You can see my frustration on this file. The opponents of Site C are literally making things up. They promote scientifically impossible concepts. They ignore years of work on the renewable energy file in BC and when they can’t find a local expert to say what they want to hear they import outsiders who appear unaware of what our legislation actually says while peddling generic US numbers when more precise Canadian numbers are available for everyone to see. Evidence-based environmental decision-making relies on individuals being willing to stand up for the data. I will continue to do this even as those who disagree with me choose to do otherwise.

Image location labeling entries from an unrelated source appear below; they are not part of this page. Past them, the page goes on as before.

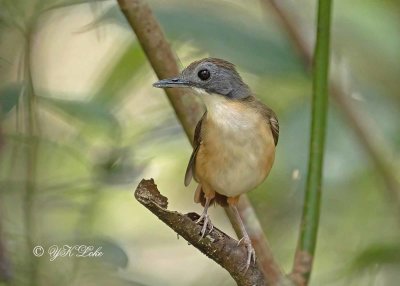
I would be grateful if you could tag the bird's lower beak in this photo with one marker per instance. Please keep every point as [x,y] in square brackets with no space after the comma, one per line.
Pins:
[171,82]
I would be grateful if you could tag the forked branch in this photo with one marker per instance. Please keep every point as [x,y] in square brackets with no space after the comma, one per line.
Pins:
[216,245]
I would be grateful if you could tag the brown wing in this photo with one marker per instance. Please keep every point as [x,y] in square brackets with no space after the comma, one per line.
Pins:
[267,113]
[196,146]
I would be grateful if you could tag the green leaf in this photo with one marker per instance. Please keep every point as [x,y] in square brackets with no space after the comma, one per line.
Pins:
[91,114]
[204,28]
[116,78]
[377,254]
[9,97]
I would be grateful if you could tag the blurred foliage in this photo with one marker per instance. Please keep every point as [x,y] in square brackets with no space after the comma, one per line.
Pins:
[96,135]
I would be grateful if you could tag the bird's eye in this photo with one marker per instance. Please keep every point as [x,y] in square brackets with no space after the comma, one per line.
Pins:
[204,74]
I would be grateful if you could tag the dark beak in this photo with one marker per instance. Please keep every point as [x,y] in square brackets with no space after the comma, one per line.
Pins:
[171,82]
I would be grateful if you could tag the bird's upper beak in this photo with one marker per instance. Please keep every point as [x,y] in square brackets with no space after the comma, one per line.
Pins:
[171,82]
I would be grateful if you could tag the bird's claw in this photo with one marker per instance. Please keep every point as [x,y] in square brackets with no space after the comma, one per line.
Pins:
[206,222]
[251,254]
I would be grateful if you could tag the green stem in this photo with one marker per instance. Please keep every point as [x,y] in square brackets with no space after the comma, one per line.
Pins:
[310,218]
[31,161]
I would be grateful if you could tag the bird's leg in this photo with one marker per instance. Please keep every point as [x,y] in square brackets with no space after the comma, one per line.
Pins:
[251,255]
[205,218]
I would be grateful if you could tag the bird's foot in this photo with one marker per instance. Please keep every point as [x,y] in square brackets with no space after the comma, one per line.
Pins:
[206,222]
[251,254]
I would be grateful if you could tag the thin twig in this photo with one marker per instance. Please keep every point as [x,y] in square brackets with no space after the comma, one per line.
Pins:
[188,109]
[216,245]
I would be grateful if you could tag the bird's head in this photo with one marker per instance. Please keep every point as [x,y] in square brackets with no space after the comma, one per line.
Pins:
[214,76]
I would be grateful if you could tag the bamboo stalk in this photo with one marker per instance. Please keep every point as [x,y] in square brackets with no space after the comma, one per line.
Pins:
[310,220]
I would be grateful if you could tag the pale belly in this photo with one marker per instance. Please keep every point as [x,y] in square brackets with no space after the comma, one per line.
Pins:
[233,160]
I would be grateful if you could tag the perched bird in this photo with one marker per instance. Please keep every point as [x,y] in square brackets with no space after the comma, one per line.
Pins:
[234,142]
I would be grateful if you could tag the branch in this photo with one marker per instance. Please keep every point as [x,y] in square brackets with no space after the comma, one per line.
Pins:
[189,111]
[217,245]
[310,220]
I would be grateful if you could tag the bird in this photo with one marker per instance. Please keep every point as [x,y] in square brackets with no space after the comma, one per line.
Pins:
[234,142]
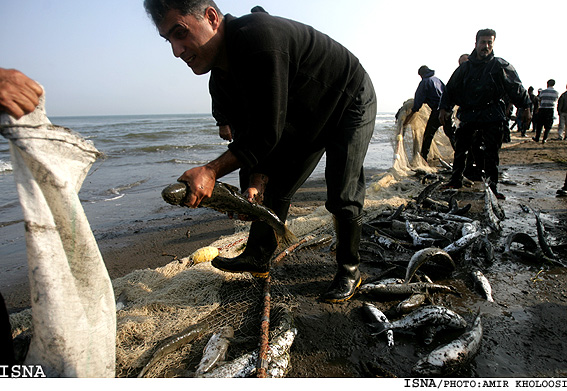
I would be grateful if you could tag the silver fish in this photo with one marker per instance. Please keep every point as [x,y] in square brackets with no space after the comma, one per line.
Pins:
[431,315]
[378,316]
[465,241]
[428,334]
[411,303]
[215,350]
[493,220]
[546,249]
[174,342]
[122,301]
[432,254]
[243,366]
[386,281]
[448,358]
[418,241]
[278,367]
[406,289]
[226,198]
[498,211]
[445,164]
[425,193]
[482,284]
[450,217]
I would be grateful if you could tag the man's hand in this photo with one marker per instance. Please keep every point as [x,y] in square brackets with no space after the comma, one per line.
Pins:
[19,95]
[443,116]
[408,119]
[225,132]
[256,188]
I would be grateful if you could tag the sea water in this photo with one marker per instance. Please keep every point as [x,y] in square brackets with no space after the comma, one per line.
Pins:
[142,154]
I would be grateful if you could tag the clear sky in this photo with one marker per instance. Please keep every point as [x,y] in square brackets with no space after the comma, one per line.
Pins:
[104,57]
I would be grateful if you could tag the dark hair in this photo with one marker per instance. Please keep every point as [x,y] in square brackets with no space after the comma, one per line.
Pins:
[485,33]
[424,69]
[157,9]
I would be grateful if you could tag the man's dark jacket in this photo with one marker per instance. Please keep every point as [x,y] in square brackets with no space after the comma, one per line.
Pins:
[287,87]
[479,88]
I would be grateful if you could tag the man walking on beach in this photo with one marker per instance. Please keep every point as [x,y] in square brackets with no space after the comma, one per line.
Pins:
[479,87]
[292,94]
[548,99]
[562,112]
[429,91]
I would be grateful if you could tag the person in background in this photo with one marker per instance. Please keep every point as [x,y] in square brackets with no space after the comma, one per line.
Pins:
[479,87]
[429,91]
[19,95]
[463,58]
[548,100]
[562,113]
[534,107]
[292,94]
[563,191]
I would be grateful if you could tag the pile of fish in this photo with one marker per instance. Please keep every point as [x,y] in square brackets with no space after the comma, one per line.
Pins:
[213,364]
[442,239]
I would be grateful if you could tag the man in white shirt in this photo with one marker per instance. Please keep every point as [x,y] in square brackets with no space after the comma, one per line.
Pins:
[546,112]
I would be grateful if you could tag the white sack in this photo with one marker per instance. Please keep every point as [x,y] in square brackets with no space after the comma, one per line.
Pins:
[74,313]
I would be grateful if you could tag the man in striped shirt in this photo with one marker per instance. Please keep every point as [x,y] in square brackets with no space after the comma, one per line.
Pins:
[546,112]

For me to do any less is simply not going to happen.

 

This entry was posted in Canadian Politics, Climate Change, Climate Change Politics, Site C, Uncategorized. Bookmark the permalink.

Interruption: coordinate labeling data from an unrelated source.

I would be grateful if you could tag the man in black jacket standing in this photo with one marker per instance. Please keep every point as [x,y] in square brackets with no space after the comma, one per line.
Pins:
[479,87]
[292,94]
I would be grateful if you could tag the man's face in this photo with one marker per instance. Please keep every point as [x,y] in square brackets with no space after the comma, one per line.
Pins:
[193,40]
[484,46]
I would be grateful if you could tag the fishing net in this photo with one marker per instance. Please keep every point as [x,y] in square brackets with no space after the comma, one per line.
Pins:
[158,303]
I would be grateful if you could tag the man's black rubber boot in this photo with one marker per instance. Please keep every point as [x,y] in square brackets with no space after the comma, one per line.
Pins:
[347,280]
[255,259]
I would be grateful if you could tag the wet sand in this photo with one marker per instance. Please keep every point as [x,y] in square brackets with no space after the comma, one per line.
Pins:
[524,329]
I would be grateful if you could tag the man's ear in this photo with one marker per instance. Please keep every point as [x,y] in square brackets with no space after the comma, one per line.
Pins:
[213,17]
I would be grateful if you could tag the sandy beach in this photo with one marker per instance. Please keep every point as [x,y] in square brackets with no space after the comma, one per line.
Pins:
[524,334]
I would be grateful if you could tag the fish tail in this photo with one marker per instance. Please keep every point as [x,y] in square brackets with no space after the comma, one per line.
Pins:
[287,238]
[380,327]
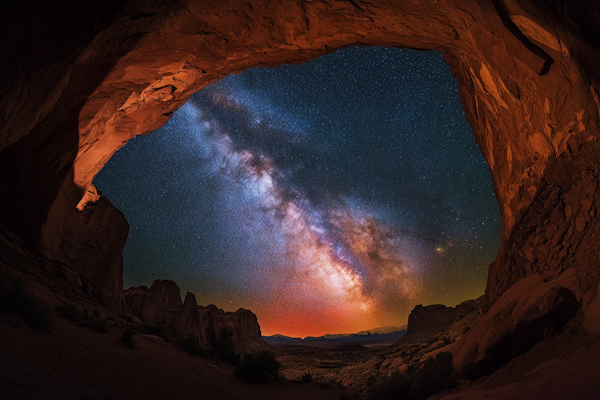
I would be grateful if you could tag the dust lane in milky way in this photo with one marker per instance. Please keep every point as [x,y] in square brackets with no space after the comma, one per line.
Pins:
[328,197]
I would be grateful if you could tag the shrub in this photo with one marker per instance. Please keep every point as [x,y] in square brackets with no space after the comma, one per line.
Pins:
[222,347]
[72,313]
[395,386]
[32,310]
[126,318]
[435,374]
[349,395]
[127,338]
[306,378]
[191,345]
[254,367]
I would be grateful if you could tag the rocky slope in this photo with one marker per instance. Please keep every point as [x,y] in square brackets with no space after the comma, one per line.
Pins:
[162,303]
[78,82]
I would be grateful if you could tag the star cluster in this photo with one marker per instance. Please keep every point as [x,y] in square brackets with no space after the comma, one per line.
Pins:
[328,197]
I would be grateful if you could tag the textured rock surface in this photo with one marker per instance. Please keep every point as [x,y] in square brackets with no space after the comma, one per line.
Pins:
[78,82]
[92,78]
[513,325]
[92,245]
[162,302]
[429,316]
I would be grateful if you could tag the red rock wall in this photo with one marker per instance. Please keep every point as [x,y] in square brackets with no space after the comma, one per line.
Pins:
[79,82]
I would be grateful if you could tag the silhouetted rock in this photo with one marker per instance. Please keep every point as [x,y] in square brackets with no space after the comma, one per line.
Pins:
[162,303]
[513,325]
[430,316]
[92,245]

6 Responses to On my Frustration with anti-Site C Activism

  1. Roger Meredith says:

    Another great blog.
    Wish you lived in Ontario!

    Like

  2. albertansfirst2016 says:

    Where is Site C electricity supposed to be consumed? The demand for use in LNG extraction and distribution has disappeared. Here in Alberta we have a generation surplus. And we are going to pursue ZERO EMISSIONS power via Allam Cycle technology. It helps us use fossil fuels while meeting COP21 commitments. We won’t be needing any BC Hydro power for at least 1200 years, if ever.

    Like

    • Blair says:

      Unless , of course, Alberta decides it wants to keep producing oil. The Alberta gov’t has committed to a carbon budget and if you use up that budget on electricity there will be none for the oil industry. A bit of a conundrum I think

      Like

  3. Bob Jones says:

    Excellent piece…please don’t get discouraged, your commentary and analysis are appreciated. Keep up the good work.

    Like

  4. Pingback: Are we getting a balanced story from CKNW on Site C | A Chemist in Langley

  5. McCoulloughs point about real commitment needed is poignant. We are being taxed for carbon and a renewable green industry is being marketed to us that makes it more affordable for chinese factories to build more junk. You cant get a new xbox without buying all new controllers and components. Gotta get a new phone every two years cause theyre made so cheap. Cars built with faulty automation bad insurance policies making tradeins more attractive than repairs. Paying milkions in incentive to fossil fuel industries to clean up their act but no thrrshold for maximum allowable resource extraction and no limit to the partnerships with ‘clean energy’ promotors to srcure social contract by giving shiny community infrastructure thats unattainable to the general public provincewide. Until policies and susbsidies are geared towards an actual stabilization of the consumer market and careful progress becomes more important than excessive growth we we can mine for metals for wind turbines and drill for clean lng and manufacture concrete for dams to supposedly power it all without increasing emissions but it’s not sustainable. We are being sold an ideal by profiteers. Dont spend 10 billion dollars on platitudes. Spread it among communities and families to conserve and innovate and watch them create real solutions to these problems.